Golden Age of Fraud
Source: My iPhone.
Recently, I received a very nice email about my debut novel, Bit Flip. It was a detailed and thoughtfully crafted message, saying the book “really caught my attention,” particularly its “portrayal of the tech world’s seductive illusion and the moral price of ambition” that felt “both timely and deeply personal,” concluding that it was a “truly impressive work!”
In my momentarily flattered state, I assumed this message was sent by a legitimate reader and was about to reply with a gracious thank you. Then I noticed another eerily similar email in my inbox, also sent from an anonymous Gmail address. Then another similar message arrived, and another, and another after that—each unique but all using the same obsequious language in an attempt to lure me into a response.
If you are a published author, or perhaps run a small business, or maybe you’re merely a human being with an email address or mobile phone, you recognize what this was: one of the dozens of fraud attempts most of us receive every day. But these are no longer your parents’ phishing scams. Unlike the promised inheritance from a Nigerian prince, online fraud today has become far more personalized, sophisticated, and pervasive—aided, like everything, by AI.
In short, online fraud is rampant.
Source: FBI Internet Crime Complaint Center, https://www.ic3.gov/
A recent survey by the Pew Research Center found an astonishing 73% of U.S. adults have been the victim of an online scam or attack, spanning every age, ethnic, and income group. The cumulative financial impact of all that fraudulent activity was $16.6 billion in 2024 alone, according to the FBI’s Internet Crime Complaint Center, and that’s just what is reported. The actual number is certainly much higher due to the embarrassment often felt by victims. The same Pew survey found 74% of victims never report the crime to law enforcement.

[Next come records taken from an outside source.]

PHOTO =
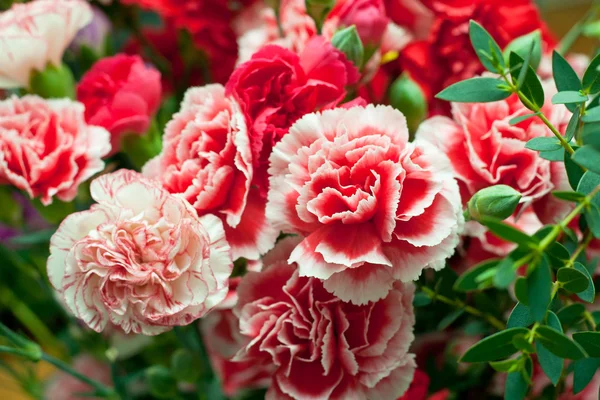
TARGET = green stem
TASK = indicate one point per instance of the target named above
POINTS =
(495, 322)
(100, 388)
(23, 313)
(573, 34)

Even more jaw dropping than the size of that number is its rate of growth, a 33% increase from 2023 and a 4X increase since 2020, making it one of the fastest-growing sectors of the economy. At that rate, online fraud will be a $68 billion problem by the end of the Trump administration, roughly the size of Alaska’s entire GDP. That’s a big problem.
If you consider broader trends, it’s no surprise online fraud has reached epidemic proportions. The conditions are ripe for what I sarcastically refer to here as a “Golden Age of Fraud.” These conditions include:
Easier Perpetration—Conducting a convincing scam used to be difficult, expensive, and time-consuming. Not any more. Fraudsters can use the same tools as legitimate businesses—including no-code platforms to build websites, cloud computing for storing stolen user data, and real-time payments from Zelle to Bitcoin for seamless financial transactions—to fool even the most savvy consumers and businesses. These tools have taken the friction out of fraud.
Better Personalization—The key to a good scam is making it believable, and personalizing it (as my book scammer did) makes targets more susceptible to belief. AI tools are making it easier by the day to do this, including everything from custom-tailored pitches using generative AI to voice, image, and video deepfakes impersonating family members or business colleagues. Modern scams exploit trust in the people we know.
Broader Reach—Scale is another critical component of an effective fraud scheme. If only 1% of targets fall for the scam, it’s not worth doing if you can only reach 100 people. If, on the other hand, you can reach 100 million people, you have one million successful victims. Digital platforms, borderless connectivity, and low operating costs all enable fraudsters to dramatically expand their reach.
User Confusion—Modern consumers as well as businesses (particularly small businesses) are ill-equipped to keep up with the pace of technical change, creating new vulnerabilities for fraud. As legitimate businesses implement more and more counter-fraud measures, such as two-factor authentication, text-based account alerts, and automated purchase updates, it becomes more and more difficult to distinguish between legitimate commercial activity and fakes.
Lack of Enforcement—Online fraud is incredibly hard to prosecute because the perpetrators are frequently operating across international boundaries. Does anyone think China or Russia or Iran will cooperate with US law enforcement in cyber crime investigations? Furthermore, at a time when we need it most, our own internal law enforcement and regulatory oversight organizations are being slashed. The Trump administration is cutting funds to the Cybersecurity and Infrastructure Security Agency (CISA) out of a self-serving desire to curtail that organization’s attempts to stem the spread of election misinformation, and current FBI Director Kash Patel seems more interested in pursuing imagined internal enemies than protecting Americans from cyber crime.
The net of all this is the depressing recognition that conditions are perfect for online fraud, and that it will only get worse before it gets better, if it ever does. Even though 79% of Americans feel online fraud is a major problem, the current administration seems unwilling or unable to safeguard us. Consumers and businesses need to be more vigilant than ever to avoid financially devastating scams. Unfortunately, as is often the side effect of our lives led online, with that vigilance comes less trust, more confusion, and greater cynicism in human kind. In the meantime, don’t answer those unrecognized numbers on your phone.